CVE-2025-6941 is a stored cross-site scripting (XSS) vulnerability identified in the LatePoint Calendar Booking Plugin for WordPress, a popular tool used for managing appointments and events. The vulnerability exists in all versions up to and including 5.1.94 and is triggered via the 'id' parameter of the 'latepoint_resources' shortcode. The root cause is insufficient input sanitization and output escaping, which allows authenticated users with Contributor-level privileges or higher to inject arbitrary JavaScript code into pages generated by the plugin. Because the malicious script is stored persistently, it executes whenever any user views the affected page, potentially compromising user sessions, stealing credentials, or performing unauthorized actions on behalf of users. The vulnerability has a CVSS 3.1 base score of 6.4, reflecting a medium severity level. The attack vector is network-based, requiring only low complexity and privileges of an authenticated contributor, but no user interaction is needed for the payload to execute once injected. The scope is changed (S:C) because the vulnerability affects resources beyond the attacker’s privileges, impacting other users. No public exploits have been reported yet, but the vulnerability poses a significant risk to websites using this plugin, especially those with multiple contributors or public-facing booking pages. Mitigation requires patching or implementing strict input validation and output encoding for the affected shortcode parameters.

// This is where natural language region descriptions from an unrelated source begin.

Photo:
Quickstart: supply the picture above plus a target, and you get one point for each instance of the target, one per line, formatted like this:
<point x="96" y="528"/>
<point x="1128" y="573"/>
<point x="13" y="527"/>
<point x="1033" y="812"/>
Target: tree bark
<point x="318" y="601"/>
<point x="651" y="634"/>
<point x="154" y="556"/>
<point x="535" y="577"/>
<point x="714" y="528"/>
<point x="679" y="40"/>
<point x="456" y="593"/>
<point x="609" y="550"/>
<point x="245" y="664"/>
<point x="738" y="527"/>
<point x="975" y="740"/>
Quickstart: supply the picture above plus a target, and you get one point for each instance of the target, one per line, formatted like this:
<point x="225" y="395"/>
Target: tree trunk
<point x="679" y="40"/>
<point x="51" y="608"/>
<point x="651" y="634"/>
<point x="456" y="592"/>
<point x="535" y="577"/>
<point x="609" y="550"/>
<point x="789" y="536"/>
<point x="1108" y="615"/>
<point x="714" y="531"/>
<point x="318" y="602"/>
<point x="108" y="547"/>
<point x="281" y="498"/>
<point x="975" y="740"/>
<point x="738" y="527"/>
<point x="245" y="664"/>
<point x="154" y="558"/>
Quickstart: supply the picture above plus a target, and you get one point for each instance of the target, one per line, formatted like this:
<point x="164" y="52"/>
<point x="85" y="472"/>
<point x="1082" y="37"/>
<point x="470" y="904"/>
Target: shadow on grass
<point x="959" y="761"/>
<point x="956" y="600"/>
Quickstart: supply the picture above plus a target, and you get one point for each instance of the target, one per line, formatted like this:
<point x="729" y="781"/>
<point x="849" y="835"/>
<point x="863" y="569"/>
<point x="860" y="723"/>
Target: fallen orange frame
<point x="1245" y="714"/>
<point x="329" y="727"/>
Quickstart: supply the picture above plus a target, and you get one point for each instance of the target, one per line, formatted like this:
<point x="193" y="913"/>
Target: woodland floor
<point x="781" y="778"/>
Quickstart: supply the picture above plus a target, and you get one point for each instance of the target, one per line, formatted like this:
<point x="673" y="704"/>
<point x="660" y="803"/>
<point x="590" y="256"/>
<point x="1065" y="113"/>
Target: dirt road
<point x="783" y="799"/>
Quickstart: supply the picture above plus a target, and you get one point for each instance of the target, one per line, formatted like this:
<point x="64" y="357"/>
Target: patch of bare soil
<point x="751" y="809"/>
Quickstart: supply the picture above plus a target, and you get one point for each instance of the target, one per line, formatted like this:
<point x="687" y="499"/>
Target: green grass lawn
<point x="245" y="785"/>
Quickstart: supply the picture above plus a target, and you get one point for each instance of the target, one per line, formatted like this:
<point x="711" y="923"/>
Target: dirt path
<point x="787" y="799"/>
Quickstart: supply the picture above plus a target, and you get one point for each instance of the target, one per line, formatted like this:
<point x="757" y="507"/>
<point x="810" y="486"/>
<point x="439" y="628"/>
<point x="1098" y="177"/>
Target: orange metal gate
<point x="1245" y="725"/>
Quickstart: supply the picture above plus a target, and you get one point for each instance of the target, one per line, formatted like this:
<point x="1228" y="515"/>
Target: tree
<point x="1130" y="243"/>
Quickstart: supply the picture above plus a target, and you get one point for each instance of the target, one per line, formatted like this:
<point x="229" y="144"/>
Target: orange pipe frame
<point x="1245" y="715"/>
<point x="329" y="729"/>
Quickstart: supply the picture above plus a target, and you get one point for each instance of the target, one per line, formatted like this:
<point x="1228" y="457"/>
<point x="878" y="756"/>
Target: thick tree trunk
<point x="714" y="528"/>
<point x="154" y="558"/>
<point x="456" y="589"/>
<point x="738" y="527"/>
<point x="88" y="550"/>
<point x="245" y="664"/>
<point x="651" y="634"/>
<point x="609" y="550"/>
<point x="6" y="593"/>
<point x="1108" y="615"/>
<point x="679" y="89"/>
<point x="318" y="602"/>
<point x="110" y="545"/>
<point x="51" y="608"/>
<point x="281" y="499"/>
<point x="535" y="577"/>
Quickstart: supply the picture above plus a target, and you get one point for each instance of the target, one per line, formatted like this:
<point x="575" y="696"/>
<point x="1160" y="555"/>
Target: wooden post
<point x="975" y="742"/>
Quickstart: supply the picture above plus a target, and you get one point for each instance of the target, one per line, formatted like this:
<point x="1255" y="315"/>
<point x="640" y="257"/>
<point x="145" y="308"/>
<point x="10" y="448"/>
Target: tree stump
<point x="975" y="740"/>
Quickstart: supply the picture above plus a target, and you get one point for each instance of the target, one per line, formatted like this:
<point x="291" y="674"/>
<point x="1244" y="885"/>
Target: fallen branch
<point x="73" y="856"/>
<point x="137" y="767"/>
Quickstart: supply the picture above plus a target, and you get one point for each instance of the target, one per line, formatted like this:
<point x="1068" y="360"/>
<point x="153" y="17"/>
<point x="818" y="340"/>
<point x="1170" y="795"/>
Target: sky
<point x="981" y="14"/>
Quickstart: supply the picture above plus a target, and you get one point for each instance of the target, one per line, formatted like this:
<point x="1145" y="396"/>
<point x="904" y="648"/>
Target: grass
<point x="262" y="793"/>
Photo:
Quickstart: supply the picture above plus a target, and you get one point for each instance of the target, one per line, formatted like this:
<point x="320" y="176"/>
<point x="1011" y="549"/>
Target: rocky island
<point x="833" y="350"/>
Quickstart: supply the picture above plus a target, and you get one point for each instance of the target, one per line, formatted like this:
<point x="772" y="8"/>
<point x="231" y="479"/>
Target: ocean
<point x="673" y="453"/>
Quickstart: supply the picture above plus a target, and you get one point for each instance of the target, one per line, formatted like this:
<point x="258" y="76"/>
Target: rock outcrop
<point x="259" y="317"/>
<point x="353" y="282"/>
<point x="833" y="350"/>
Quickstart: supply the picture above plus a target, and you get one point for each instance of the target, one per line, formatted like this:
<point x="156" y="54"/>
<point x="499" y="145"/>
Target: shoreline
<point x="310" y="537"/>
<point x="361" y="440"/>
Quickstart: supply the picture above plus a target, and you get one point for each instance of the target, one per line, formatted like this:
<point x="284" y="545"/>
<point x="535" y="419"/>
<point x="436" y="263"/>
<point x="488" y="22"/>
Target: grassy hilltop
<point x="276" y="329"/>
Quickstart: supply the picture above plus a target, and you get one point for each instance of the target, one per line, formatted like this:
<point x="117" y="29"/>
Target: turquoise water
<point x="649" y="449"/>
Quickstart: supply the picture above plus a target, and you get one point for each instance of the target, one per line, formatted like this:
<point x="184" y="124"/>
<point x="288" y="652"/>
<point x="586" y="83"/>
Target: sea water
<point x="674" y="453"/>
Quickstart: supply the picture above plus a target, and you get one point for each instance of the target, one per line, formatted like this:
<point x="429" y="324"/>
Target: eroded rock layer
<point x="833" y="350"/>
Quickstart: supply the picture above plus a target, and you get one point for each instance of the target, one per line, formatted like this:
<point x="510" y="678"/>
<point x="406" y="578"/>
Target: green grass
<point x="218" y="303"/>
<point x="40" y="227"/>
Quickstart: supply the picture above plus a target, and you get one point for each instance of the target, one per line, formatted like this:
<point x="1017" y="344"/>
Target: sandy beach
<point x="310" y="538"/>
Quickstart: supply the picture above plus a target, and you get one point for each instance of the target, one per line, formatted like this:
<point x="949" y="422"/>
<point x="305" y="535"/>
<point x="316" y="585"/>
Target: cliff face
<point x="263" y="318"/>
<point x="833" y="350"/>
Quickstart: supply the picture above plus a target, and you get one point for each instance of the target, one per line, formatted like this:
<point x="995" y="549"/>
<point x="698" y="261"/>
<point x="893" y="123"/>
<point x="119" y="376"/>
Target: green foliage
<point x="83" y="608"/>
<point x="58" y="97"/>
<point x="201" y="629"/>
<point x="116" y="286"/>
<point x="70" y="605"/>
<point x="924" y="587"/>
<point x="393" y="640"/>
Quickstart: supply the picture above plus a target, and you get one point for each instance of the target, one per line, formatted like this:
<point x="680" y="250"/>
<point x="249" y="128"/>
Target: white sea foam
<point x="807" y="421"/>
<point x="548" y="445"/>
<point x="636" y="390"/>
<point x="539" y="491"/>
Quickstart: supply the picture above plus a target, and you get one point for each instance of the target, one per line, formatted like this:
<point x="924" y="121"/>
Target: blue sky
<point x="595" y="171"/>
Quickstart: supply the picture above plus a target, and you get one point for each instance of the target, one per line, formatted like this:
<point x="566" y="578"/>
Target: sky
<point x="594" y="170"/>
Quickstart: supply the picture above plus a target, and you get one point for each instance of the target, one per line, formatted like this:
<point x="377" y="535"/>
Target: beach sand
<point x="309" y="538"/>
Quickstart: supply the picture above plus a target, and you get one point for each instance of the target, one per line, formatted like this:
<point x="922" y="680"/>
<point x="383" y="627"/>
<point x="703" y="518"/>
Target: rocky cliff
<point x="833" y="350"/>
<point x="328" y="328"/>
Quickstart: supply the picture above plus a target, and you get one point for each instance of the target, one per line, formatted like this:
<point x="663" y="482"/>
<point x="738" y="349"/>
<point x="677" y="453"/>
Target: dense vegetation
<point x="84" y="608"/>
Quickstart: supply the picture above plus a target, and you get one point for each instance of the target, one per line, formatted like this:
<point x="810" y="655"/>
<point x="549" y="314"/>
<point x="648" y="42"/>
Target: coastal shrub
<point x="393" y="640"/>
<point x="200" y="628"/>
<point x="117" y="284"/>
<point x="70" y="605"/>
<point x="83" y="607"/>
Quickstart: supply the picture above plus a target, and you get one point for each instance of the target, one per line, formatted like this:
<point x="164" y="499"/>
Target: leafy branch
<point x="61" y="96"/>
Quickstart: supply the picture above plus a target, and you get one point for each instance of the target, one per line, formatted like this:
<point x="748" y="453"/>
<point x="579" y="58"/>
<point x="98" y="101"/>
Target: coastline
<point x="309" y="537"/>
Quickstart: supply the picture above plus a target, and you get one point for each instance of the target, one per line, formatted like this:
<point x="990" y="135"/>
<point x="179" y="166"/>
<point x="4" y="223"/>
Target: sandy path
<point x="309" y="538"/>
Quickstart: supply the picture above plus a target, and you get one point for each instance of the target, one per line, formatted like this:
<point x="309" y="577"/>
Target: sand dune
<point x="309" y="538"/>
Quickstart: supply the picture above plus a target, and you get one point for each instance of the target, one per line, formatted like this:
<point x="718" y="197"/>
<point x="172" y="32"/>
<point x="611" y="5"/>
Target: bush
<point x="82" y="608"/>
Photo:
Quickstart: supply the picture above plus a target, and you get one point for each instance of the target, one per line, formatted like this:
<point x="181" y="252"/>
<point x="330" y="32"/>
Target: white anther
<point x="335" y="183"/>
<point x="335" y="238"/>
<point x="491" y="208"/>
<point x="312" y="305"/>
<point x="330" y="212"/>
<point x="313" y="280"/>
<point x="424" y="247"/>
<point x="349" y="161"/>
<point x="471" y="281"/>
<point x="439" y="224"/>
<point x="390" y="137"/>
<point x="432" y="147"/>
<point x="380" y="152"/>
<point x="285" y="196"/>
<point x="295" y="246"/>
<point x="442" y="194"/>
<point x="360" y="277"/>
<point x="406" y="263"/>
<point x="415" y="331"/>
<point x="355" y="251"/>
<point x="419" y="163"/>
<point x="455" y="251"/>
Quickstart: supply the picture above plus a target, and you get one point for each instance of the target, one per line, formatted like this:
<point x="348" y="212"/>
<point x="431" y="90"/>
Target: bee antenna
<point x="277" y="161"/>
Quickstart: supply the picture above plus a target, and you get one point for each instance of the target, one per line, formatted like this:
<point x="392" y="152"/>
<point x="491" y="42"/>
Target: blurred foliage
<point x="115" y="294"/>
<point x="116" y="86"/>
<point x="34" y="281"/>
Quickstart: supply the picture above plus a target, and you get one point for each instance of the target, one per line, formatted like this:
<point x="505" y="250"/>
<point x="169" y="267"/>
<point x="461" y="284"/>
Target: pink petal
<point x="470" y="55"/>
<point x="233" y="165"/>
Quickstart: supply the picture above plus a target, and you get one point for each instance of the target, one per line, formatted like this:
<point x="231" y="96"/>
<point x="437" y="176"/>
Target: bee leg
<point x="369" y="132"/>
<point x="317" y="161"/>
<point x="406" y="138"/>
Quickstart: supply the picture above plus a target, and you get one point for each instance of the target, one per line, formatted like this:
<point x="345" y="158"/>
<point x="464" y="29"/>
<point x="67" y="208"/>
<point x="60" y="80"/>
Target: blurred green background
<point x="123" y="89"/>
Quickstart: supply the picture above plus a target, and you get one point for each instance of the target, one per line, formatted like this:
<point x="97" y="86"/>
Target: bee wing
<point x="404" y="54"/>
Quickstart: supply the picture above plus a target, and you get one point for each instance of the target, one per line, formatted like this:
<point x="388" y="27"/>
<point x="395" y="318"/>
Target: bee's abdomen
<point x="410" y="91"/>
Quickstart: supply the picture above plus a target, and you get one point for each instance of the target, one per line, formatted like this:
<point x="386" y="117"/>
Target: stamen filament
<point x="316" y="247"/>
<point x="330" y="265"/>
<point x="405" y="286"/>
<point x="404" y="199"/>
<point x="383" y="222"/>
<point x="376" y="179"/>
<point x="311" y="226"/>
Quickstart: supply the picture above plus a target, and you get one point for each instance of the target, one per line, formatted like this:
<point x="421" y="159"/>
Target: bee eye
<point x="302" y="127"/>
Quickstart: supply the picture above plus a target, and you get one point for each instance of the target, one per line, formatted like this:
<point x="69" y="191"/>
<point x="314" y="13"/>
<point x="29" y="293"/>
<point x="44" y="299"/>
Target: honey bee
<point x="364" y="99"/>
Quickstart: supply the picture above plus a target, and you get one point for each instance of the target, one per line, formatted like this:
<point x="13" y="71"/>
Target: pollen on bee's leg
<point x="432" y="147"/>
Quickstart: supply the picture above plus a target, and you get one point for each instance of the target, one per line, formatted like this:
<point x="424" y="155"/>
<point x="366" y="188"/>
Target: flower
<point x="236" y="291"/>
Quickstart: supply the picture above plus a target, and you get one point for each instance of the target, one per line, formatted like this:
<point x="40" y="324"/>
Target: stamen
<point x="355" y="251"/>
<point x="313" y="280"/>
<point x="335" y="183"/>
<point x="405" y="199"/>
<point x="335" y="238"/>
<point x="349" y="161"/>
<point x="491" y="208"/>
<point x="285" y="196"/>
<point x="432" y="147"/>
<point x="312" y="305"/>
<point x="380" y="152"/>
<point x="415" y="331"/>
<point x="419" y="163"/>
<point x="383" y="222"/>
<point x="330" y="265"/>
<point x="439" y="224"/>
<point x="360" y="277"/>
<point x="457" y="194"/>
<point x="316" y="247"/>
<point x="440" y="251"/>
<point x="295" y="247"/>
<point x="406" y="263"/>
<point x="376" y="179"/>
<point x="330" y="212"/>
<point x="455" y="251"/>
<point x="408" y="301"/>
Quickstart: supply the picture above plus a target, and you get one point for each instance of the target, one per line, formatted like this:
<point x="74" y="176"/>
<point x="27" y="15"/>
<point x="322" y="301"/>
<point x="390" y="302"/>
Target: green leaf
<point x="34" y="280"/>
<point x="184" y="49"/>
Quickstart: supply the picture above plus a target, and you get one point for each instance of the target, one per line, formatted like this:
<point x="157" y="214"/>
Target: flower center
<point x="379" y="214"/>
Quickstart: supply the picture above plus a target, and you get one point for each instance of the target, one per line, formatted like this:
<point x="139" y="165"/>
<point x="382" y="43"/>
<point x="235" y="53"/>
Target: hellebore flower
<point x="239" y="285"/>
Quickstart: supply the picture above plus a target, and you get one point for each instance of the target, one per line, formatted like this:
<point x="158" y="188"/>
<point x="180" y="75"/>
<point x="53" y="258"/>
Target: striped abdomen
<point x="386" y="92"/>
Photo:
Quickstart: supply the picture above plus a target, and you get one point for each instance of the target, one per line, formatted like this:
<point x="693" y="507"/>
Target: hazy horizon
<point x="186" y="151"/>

For European organizations, the impact of CVE-2025-6941 can be significant, particularly for small and medium enterprises (SMEs) and service providers relying on WordPress-based booking systems. Exploitation could lead to session hijacking, unauthorized access to user accounts, defacement, or theft of sensitive customer data such as appointment details. This can damage organizational reputation, lead to regulatory non-compliance under GDPR due to data breaches, and cause operational disruptions. Since the vulnerability requires authenticated contributor access, insider threats or compromised contributor accounts increase risk. The persistent nature of stored XSS means multiple users can be affected over time, amplifying potential damage. Additionally, attackers could leverage the vulnerability as a foothold for further attacks within the network. The medium CVSS score reflects moderate but tangible risk, warranting prompt remediation to avoid exploitation.

European organizations should immediately upgrade the LatePoint plugin to a patched version once available. Until then, restrict Contributor-level access strictly to trusted users and review user roles to minimize privilege exposure. Implement Web Application Firewall (WAF) rules to detect and block suspicious payloads targeting the 'id' parameter of the 'latepoint_resources' shortcode. Conduct regular security audits and code reviews focusing on input validation and output encoding in custom shortcodes and plugins. Employ Content Security Policy (CSP) headers to limit the impact of injected scripts. Monitor logs for unusual activity related to booking pages and contributor accounts. Educate contributors on secure input practices and the risks of XSS. If patching is delayed, consider disabling the vulnerable shortcode or plugin temporarily to prevent exploitation. Finally, maintain up-to-date backups to enable rapid recovery if an attack occurs.